Op 27 oktober 2022 heeft de enkelvoudige kamer een regiezitting gehouden. Eiser is verschenen, bijgestaan door zijn gemachtigde. De staatssecretaris heeft zich laten vertegenwoordigen door M. van Nijnatten . Ook is verschenen E.J. Nyembo Katunbwe als tolk in de Franse taal. De rechtbank heeft het onderzoek ter zitting geschorst.
Op 25 mei 2023 heeft de meervoudige kamer het beroep tegen de afwijzing van het verzoek om heroverweging48 samen met het beroep tegen de intrekking van de asielvergunningen49 gezamenlijk op zitting behandeld. Eiser is verschenen, bijgestaan door zijn gemachtigden. Als tolk is verschenen R. Kamermans. De staatssecretaris heeft zich laten vertegenwoordigen door zijn gemachtigden. Ook is ter zitting verschenen P. Verlinden, als deskundige.
De rechtbank heeft het onderzoek ter zitting geschorst om de staatssecretaris nog in de gelegenheid te stellen om te reageren op door eiser ter zitting aangevoerde standpunten.
Op 22 juni 2023 heeft de rechtbank partijen verder nog in de gelegenheid gesteld om toe te lichten of het Thematisch ambtsbericht met betrekking tot de mensenrechten en de rechtsstaat in Rwanda van 15 juni 2023 nog van invloed is op hun standpunten.
Op 5 juli 2023 heeft de staatssecretaris gereageerd op de door eiser ter zitting aangevoerde standpunten. Eveneens op die datum heeft de staatssecretaris gereageerd op het Thematisch ambtsbericht.
Op 13 juli 2023 heeft eiser gereageerd op het Thematisch ambtsbericht en nog aanvullende gronden ingediend. Eiser heeft verzocht om een nadere zitting.
Op 26 september 2023 heeft eiser wederom aanvullende gronden ingediend.

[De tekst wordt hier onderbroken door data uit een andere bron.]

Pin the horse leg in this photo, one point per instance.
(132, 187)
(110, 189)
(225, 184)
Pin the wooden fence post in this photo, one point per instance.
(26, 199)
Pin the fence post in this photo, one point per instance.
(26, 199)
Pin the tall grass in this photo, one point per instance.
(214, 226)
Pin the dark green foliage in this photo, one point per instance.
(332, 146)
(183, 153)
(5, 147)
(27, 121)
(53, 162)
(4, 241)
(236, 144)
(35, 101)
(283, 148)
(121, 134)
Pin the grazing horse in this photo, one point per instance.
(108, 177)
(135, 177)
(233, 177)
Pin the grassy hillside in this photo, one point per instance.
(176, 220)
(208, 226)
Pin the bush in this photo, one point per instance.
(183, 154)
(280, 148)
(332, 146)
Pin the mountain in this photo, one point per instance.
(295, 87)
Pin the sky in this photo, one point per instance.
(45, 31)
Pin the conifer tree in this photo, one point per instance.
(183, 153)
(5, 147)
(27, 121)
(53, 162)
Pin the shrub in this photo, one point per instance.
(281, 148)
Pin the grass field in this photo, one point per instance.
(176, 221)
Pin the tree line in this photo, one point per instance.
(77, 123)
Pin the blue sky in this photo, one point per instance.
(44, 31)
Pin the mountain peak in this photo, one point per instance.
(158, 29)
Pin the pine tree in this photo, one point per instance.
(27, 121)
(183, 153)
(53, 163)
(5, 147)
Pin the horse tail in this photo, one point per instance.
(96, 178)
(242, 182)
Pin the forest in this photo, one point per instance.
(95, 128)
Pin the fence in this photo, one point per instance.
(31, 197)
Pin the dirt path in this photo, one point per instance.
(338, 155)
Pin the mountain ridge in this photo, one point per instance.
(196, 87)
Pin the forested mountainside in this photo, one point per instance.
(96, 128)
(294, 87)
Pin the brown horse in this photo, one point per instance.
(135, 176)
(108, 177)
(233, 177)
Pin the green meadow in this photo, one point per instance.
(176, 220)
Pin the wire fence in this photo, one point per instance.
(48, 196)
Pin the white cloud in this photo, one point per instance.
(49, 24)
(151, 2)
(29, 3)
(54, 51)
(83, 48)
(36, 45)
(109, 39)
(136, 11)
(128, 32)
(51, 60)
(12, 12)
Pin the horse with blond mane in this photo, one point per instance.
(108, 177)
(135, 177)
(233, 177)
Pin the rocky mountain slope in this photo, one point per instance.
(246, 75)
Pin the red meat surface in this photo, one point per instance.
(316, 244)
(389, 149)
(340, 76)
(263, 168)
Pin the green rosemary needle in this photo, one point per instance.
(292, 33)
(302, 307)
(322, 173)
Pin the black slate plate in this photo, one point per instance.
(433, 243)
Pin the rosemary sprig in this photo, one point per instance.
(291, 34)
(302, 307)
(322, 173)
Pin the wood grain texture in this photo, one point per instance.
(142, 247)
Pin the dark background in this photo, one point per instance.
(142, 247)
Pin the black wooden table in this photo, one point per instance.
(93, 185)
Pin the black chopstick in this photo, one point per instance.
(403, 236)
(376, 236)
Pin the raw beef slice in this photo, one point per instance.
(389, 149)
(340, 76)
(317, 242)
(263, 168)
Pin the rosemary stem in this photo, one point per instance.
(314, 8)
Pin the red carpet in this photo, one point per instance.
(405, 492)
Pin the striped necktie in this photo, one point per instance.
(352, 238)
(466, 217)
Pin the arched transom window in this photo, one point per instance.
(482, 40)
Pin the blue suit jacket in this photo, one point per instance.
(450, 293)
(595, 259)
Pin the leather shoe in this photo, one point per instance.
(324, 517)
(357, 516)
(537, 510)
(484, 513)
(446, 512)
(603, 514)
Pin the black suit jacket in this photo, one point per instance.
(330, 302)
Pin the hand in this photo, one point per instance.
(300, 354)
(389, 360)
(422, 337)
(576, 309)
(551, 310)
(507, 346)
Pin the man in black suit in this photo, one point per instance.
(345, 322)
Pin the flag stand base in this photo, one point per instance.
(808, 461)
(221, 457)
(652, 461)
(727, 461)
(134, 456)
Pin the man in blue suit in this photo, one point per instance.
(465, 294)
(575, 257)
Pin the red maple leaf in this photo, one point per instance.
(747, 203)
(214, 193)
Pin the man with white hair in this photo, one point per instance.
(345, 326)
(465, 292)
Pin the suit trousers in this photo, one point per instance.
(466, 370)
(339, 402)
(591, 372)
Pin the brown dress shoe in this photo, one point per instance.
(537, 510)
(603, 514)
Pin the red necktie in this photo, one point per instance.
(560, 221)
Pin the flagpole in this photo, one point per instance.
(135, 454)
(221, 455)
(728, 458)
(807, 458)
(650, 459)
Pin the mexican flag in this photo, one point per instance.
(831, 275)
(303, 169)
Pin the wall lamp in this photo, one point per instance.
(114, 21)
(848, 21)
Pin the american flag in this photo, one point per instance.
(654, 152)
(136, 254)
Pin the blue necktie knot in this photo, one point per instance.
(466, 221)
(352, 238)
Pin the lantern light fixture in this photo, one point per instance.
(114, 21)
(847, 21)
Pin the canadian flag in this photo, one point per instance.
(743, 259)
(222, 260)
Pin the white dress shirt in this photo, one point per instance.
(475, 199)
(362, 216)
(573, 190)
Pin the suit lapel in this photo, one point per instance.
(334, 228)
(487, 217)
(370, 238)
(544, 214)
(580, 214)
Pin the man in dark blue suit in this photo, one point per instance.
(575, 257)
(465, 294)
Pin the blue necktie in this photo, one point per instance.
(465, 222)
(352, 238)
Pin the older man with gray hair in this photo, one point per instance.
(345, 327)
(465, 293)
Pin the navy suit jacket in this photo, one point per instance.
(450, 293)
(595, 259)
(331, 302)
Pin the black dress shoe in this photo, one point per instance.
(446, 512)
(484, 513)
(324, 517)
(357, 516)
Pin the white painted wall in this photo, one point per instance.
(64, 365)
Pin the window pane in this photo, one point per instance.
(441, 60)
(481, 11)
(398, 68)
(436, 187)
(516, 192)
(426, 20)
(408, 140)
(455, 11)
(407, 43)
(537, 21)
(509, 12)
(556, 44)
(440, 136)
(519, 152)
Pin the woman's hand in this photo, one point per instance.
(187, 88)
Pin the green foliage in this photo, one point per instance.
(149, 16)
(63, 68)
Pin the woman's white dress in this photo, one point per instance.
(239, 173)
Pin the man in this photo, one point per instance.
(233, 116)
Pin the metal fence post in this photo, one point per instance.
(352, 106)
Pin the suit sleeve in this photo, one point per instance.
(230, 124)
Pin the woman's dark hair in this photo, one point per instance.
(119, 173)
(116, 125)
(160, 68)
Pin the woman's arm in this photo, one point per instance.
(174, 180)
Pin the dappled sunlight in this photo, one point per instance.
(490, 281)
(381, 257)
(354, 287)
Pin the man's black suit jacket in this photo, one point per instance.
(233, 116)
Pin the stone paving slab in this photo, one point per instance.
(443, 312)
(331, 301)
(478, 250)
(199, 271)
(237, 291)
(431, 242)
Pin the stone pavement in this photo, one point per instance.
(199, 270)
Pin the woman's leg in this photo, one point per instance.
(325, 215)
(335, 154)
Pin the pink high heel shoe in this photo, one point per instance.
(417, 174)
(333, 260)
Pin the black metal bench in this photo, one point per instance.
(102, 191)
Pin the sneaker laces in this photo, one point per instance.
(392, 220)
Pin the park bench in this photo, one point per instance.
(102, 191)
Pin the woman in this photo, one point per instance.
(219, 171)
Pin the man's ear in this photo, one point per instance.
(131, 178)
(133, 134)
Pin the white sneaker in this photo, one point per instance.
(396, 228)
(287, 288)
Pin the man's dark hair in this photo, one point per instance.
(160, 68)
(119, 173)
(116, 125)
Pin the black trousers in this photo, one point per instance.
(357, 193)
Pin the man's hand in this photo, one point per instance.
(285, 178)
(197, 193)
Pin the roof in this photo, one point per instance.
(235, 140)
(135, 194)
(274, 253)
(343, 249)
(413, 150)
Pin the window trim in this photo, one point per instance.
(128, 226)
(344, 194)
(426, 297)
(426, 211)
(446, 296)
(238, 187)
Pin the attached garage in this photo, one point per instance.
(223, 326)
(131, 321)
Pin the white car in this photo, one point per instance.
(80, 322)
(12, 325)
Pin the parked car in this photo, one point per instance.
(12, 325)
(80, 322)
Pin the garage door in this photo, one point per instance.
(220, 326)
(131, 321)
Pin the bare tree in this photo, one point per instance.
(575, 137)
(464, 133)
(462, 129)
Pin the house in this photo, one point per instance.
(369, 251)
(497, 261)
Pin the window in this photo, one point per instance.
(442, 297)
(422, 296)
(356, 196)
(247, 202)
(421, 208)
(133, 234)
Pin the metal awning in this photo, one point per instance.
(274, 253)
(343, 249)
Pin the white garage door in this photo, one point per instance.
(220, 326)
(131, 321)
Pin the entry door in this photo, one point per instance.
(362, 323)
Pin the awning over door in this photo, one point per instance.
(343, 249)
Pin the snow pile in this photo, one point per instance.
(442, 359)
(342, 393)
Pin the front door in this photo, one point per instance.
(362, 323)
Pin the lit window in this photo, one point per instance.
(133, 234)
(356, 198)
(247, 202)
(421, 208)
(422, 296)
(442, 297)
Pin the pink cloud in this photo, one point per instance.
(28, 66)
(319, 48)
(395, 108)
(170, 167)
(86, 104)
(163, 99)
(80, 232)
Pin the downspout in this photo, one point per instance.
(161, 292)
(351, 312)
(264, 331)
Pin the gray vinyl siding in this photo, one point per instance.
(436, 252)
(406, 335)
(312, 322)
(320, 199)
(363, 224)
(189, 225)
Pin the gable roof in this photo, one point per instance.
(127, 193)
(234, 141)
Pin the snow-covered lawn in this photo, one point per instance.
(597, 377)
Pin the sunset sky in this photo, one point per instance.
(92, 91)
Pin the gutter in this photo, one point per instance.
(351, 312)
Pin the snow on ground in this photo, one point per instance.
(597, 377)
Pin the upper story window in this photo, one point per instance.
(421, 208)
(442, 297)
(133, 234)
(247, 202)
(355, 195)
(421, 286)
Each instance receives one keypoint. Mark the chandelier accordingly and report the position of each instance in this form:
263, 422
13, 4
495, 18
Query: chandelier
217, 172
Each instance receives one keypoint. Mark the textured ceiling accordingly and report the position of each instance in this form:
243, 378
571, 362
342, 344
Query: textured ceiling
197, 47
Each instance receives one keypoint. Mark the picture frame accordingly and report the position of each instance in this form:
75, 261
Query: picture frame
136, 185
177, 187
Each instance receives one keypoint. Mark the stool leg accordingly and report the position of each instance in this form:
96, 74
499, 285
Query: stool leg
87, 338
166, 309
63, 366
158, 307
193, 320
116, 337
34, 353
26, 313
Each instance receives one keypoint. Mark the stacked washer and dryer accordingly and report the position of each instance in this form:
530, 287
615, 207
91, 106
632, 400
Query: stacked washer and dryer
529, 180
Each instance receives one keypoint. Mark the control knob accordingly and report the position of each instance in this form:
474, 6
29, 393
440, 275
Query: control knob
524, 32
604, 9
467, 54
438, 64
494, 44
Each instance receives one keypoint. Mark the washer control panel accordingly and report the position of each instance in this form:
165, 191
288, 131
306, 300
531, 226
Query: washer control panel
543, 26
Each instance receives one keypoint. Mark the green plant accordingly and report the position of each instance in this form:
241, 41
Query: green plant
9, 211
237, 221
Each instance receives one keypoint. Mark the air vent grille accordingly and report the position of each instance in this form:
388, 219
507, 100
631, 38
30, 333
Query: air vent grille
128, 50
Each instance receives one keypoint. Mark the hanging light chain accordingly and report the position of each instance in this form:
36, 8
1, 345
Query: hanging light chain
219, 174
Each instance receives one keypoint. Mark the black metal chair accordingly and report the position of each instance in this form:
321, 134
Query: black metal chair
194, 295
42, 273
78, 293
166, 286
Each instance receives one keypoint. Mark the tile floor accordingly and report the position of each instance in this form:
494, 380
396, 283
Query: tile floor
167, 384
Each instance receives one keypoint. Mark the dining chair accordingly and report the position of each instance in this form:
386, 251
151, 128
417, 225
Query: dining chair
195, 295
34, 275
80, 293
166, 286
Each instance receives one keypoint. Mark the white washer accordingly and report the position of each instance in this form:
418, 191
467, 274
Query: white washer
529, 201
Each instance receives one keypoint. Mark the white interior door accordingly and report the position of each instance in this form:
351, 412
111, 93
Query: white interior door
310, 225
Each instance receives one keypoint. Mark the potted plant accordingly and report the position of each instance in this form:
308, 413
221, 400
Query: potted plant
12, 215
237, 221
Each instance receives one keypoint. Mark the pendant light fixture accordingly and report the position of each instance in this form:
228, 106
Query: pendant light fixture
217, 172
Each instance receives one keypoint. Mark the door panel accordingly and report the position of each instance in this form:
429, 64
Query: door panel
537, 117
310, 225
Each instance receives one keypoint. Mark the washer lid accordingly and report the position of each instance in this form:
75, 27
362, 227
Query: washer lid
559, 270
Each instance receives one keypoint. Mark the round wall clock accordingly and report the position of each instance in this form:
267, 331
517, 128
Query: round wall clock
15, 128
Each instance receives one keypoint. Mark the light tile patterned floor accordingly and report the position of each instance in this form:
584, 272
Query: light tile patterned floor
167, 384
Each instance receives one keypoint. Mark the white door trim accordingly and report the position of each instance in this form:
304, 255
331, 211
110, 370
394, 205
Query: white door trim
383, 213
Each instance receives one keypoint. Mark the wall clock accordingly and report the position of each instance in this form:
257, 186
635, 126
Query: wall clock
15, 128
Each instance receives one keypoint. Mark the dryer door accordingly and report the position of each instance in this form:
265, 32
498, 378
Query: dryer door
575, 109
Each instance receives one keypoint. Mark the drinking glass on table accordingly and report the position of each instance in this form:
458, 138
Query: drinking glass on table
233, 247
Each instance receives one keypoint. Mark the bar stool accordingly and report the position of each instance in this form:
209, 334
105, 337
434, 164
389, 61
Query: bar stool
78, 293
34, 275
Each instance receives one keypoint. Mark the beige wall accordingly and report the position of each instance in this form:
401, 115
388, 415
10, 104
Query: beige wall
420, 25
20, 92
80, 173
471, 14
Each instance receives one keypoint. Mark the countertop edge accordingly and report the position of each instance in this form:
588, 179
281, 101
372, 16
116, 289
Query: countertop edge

Op 12 oktober 2023 heeft een nadere zitting plaatsgevonden. Eiser is verschenen, bijgestaan door zijn gemachtigden. Als tolk in de Franse taal is verschenen V.M. Corcelle. De staatssecretaris heeft zich laten vertegenwoordigen door mr. M.P. Sluiter en mr. M.M. Favier. De rechtbank heeft het onderzoek ter zitting gesloten.